The 2008 banking debacle is a result of the collective failure of "rascals", "splendid financiers", greedy lenders, negligent government supervisors, obsequious internal auditors, submissive external auditors obsessed in lucrative consulting contracts with the companies they audit, as well as rating agencies, always a step or two behind the events and get paid by the firms they rate.


Solution
To protect national saving, investment firms must be kept away from commercial banks. The repeal of Glass-Steagall Act was the primary misstep in creating the conditions, which resulted in the crisis we face today. Astonishingly, in the midst of this unraveling crisis, Goldman Sachs and Morgan Stanley, the two leading firms of an industry that contributed greatly to the banking disaster, were upgraded to full commercial banking status by the Federal Reserve Bank. Notwithstanding the short-term arguments in favor of the upgrade, I predict that the long-term effects of this action will prove to be a grave mistake.

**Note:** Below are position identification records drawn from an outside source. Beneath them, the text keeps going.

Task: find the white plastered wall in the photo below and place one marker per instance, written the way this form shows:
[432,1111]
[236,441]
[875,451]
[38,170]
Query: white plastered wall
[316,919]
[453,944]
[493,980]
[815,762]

Politicians, bankers, and lobbyists who argue against the reinstatement of Glass-Steagall because no major bank had collapsed in 2008--only investment companies, like Bear Stearns and Lehman Brothers are disingenuous. The argument ignores important facts. 

 

First, the major banks would have collapsed had it not been for government rescue. US Secretary of the Treasury, Timothy Geithner revealed in December 2009 that “the entire U.S. financial system and all the major firms in the country, and even small banks across the country, were at that moment at the middle of a classic run, a classic bank run". Geithner said further that "without the government’s extraordinary rescue measures, the entire financial system was on the verge of collapse", and that "none of them would have survived” had the government stood aside and let the crisis run its course.  

 

Secondly, the collapse of investment companies generally happens because such companies do not have a lender of last resort, nor a customer deposit base to rely upon when their loans mature and no lender would roll-over maturing loans or extend new credit. Further, yesterday's investment companies that merged with banking institutions to become investment departments within those banks were protected by trillions of dollars in customers’ deposits plus central banks’ protection. 


The protective wall around commercial banking must be rebuilt. Reviving the provisions of Glass-Steagall Act is crucial. It is significant that five former US Treasury Secretaries, Republicans and Democrats, said in a letter to The Wall Street Journal in February 2010 that banks benefiting from public support by means of access to the Federal Reserve and FDIC insurance should not engage in speculative trading activities unrelated to essential bank services.


Strict governmental control over commercial banks must be restored. External auditors should perform one function only: Auditing. Management consultancies should be separated from audit firms. Shareholders should take banks that hand out excessive compensation packages to task. The distribution of profits between shareholders and employees has gone too far in recent years against the interest of shareholders. That investment managers earn multiples of the earnings of physicians, engineers, and university professors is wrong. 

 

Government regulators should ensure that senior bank executives and board members are “fit” to serve. To be fit, a banker must not only be qualified technically but also psychologically suitable. The current approval process conducted by central banks of senior bankers is cursory. This process should include behavioral psychological testing and background checks to keep gamblers away. If drunks are not allowed to drive cars why should gamblers be allowed to play the markets with society's saving?!